How to Ensure Useful Data Extraction from a PI Historian System 

Data is an ever-present and growing benchmark in all industries. However, sometimes it may feel like it’s cloaked in mystery. There’s often a question of, why is collecting process data important? You then start to go down the rabbit hole trying to answer…..How do you get data out of your equipment? How do you decide what to collect? After assessing the previous questions, how do you test, and if necessary, validate that all of that data is being collected as expected?

Understanding a holistic approach to data collection and validation from an AVEVA PI Historian System can help provide a high-level, big picture understanding to the importance of process data. With more than 10 years’ experience as a group engineering manager, Matt Martin has a depth of experience with integrating AVEVA PI Systems within sites of various sizes – here’s what I’ve learned:

Why is the Importance of Data Increasing? 

The “why” question is the easiest one to answer. Everyone can agree that in the era of modern manufacturing, extracting data from your manufacturing processes is critical to a business’s success and ability to grow. This includes every level of production and management:

  • Provides the operator at the plant floor level the ability to adjust and better control the manufacturing process on the fly
  • Allows engineers better insight into trends and behaviors of the overall process to improve designs from both a throughput and efficiency standpoint
  • Produces KPIs (key performance indicators) for managers and executives to assist in their decision making

Having large representative data sets is becoming even more important with the advent of AI and more specifically machine learning. Allowing these technologies access to your systems data helps identify patterns, overall system behavior, and correlations that were previously near impossible for the human eye to uncover. 

Now, How to Get the Data From the Equipment?  

Now that we’ve discussed the “easy” part that everyone can agree on, we can begin to examine “How do you get data out of your equipment?” At a high level, you will need a process historian system. E Tech Group currently recommends the AVEVA PI System for its robust and rich feature set around both data collection, and its ability to expose data to other systems.

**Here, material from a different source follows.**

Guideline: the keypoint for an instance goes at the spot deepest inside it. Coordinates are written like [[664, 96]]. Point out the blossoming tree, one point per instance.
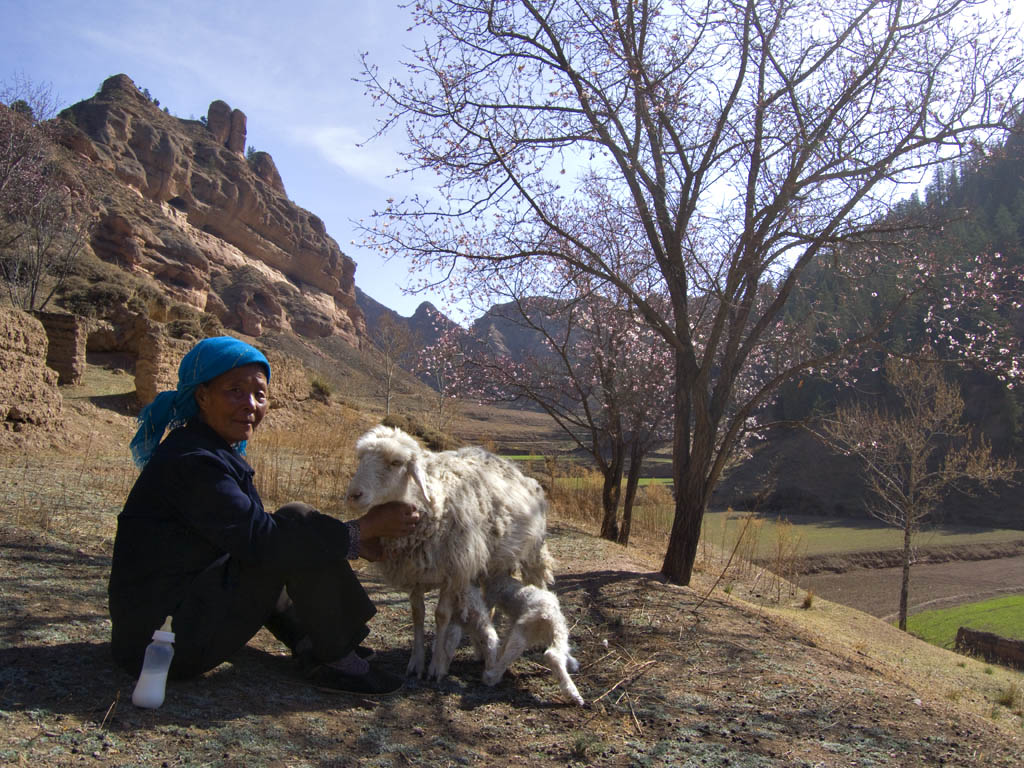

The concepts here overall can apply to most historians, but from a technological standpoint, I will be referencing components specific to that architecture.

Once you have decided on the historian platform, you need to assess your equipment and understand the data sources. One thing worth clarifying is what I mean by data sources, as this can mean different things to different people. In general terms, it is a device, piece of equipment, or system that you wish to collect data from. More specifically, the data could be coming directly from a controller, some form of relational database, or even other local historians to OEM/standalone equipment. 

PI has over 400 types of interfaces, connectors, and adapters. This alone can be the topic of an entire paper so I will keep it brief; in general, the most commonly utilized ones from my experience are PI OPC DA Interface, PI UFL Interface, PI RDBMS Interface, an interface specific to a hardware/software application at your site (such as a Yokogawa or DeltaV batch interface), and OPC UA Connectors. 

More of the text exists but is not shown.